If results are confirmed by further larger studies, surgical procedures that completely avoid invasiveness and trauma at the level of superior cavo-atrial junction should probably be preferred in pediatric patients. Among the available techniques, although not free from other complications, the Warden procedure could be considered the safest and most reproducible (15). In our study population only one patient underwent the Warden procedure, and this was due exclusively to the surgeon’s preference. In view of our results and new insights, we believe that multicenter randomized prospective studies are needed to compare the arrhythmogenic effects of the Warden and double-patch techniques in children. In adult patients, in whom Warden procedure may present technical challenges in view of a lower mobility of the SVC, the double-patch technique will remain our preferred approach. Further studies are needed to specifically investigate the impact of EAR during growth in the pediatric population and to validate the protocol that will currently advocate at our institution.

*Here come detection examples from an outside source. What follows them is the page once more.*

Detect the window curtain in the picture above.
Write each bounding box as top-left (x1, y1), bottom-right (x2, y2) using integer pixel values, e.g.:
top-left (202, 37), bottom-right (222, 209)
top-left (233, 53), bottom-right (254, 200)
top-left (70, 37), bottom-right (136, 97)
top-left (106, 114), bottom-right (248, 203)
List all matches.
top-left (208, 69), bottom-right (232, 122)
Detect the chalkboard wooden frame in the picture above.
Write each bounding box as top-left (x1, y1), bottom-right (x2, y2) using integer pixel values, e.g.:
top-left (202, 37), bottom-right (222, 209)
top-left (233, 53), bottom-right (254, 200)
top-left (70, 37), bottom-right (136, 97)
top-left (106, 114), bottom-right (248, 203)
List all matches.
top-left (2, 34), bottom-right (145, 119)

The retrospective nature and the relatively small sample size are the main limitations of the present study. The bias may potentially be less if we take into account the consistency of a single center and the homogeneous surgical strategy, nevertheless larger and prospective studies are certainly warranted.
We also acknowledge that the follow-up was not complete for all patients, as 45 of them were lost at follow-up and were therefore excluded from the analysis. Nonetheless, their demographic and surgical characteristics were not dissimilar to those of patients who completed the follow-up.

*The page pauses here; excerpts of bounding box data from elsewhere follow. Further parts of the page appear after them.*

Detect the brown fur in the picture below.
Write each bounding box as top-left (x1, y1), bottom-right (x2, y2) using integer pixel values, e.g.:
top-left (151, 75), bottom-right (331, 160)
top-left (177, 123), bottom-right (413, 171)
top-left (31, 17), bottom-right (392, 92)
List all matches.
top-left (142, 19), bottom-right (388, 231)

The surgical management of PAPVC with sinus venosus ASD, requiring superior cavo-atrial incision, is associated with high incidence of postoperative SND (16). In our experience, this finding has been significantly higher among pediatric patients, probably due to the smaller cavo-atrial junction size and the subsequent close proximity of the SA node to the PV connection site and surgical incision, hence increasing the risk of iatrogenic damage. Surgical techniques which avoid manipulation of the superior cavo-atrial junction should therefore be preferred in pediatric patients.